Katherine Munro, Hon. Associate Professor in the School of Architecture at Wits, delivered the main lecture of the evening which was Memory, Commemoration, Memorials and Architects of the First World War. The lecture explored the way in which massive losses of soldiers in WWI was commemorated in orderly cemeteries, customs addressing collective grief, symbols marking loss and in the extraordinary memorials to the missing. The Imperial [now Commonwealth] War Graves Commission was begun in 1917 as a result of the impetus of Fabian Ware who had devised the renowned dog tags. There was to be no repatriation of bodies within the British Empire.
Thus, the war cemetery at Forceville became a template and eventually there were 2400 cemeteries in France and Belgium. It was decided to level class distinctions in the cemeteries and so both officers and men had the same type of grave. Headstones, not crosses, were used and each bore a regimental insignia and then a religious symbol. Each grave had to contain a body - no empty ones were allowed - and face east. The surrounding gardens were considered very important and carefully laid out to give an atmosphere of serenity and beauty in contrast to the chaos and filth of the trenches. The symbol of the poppies was in line with this theme of beauty.

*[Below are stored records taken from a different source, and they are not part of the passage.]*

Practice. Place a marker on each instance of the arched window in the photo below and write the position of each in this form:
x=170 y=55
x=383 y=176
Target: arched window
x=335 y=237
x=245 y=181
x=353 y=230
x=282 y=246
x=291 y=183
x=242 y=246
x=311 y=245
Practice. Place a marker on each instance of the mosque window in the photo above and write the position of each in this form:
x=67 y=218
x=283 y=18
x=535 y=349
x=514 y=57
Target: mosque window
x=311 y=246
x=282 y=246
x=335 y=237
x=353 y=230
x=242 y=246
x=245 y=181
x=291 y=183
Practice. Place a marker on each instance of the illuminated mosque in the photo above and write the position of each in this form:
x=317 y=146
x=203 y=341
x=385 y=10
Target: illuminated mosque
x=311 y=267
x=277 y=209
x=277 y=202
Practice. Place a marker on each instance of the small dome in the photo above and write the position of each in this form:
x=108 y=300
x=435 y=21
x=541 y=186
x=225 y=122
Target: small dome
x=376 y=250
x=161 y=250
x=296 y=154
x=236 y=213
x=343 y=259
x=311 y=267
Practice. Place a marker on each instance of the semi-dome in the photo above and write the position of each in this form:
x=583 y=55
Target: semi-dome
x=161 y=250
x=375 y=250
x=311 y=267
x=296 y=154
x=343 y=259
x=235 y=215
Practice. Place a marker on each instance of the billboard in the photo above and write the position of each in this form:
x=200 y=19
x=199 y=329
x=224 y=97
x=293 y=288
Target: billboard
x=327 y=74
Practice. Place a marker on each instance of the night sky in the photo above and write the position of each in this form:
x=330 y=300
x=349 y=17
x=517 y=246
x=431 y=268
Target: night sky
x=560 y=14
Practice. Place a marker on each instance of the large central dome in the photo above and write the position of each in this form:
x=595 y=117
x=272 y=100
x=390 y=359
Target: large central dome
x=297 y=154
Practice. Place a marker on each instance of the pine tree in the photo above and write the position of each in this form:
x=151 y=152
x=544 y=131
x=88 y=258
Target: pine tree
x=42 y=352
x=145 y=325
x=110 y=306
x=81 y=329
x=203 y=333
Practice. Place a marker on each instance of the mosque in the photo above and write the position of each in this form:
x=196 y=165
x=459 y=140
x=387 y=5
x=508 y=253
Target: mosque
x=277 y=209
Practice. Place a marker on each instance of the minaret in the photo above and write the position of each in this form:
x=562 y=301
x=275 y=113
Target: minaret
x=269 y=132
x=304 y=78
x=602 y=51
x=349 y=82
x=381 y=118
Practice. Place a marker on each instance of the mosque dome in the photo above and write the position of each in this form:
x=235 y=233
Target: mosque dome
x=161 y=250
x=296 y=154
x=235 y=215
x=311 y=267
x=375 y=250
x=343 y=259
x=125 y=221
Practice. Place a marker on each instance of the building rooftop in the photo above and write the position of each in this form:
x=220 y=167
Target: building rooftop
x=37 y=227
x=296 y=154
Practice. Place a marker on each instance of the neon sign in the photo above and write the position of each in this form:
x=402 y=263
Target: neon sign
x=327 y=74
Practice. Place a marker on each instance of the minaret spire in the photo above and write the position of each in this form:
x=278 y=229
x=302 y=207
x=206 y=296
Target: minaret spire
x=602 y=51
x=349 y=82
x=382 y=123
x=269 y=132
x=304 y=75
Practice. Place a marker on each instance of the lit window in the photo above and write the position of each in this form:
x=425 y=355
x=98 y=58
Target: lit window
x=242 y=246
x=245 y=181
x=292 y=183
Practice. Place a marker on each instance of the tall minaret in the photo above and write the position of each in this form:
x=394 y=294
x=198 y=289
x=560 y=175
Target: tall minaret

As there were to be no empty/fake graves, there was the problem of those dead who could not be found or buried. There were areas along the front known as Red Zones which are super toxic to this day. These were so full of unexploded shells and chemically contaminated water that it was impossible to even attempt to remove any bodies from them. The problem of the missing bodies was solved by erecting memorials which could serve as focal points for grieving families. There are even memorials on some of the least toxic of the Red Zones and these are reached by high-set board-walks [similar to SA ones over sand dunes and through fynbos] so that no one can accidentally detonate an old shell.
National identities of Empire countries were forged through the politicization of loss and commemoration, including South Africa. South Africa typified WWI with its huge mobilization of 146 000 whites, 83 000 blacks and 2 000 coloureds of whom 7 000 were killed and 12 000 wounded.
As visiting the graves in Belgium and France was geographically and financially impossible for most families, memorials in their own countries became very important as did symbols of remembrance like the poppy. Think of the stunning display of ceramic poppies surrounding the Tower of London to mark the centenary of WWI.
Part of Katherine's motivation for visiting the WWI cemeteries was to search for two of her relatives - one British, Sidney Lucas, and the other South African, CF Barbe - and to see how they were remembered. She showed us pictures of small metal cupboards set into the sides of memorials at each CWGC cemetery where you can quickly and easily check through the list of names of those buried or remembered there. Also she showed us pictures of the memorial at Delville Wood with its two small shelters on either end and drew our attention to the skillful lay-out of the whole place. We also saw pictures of the Menin Gate at Ypres taken during the evening memorial ceremony. This ceremony takes place at 20h00 when the Last Post is sounded with people starting to gather there at 19h00 and the traffic being stopped at 19h30.
Everyone there was engrossed but we came away with the sense of peace given by the memorials and cemeteries.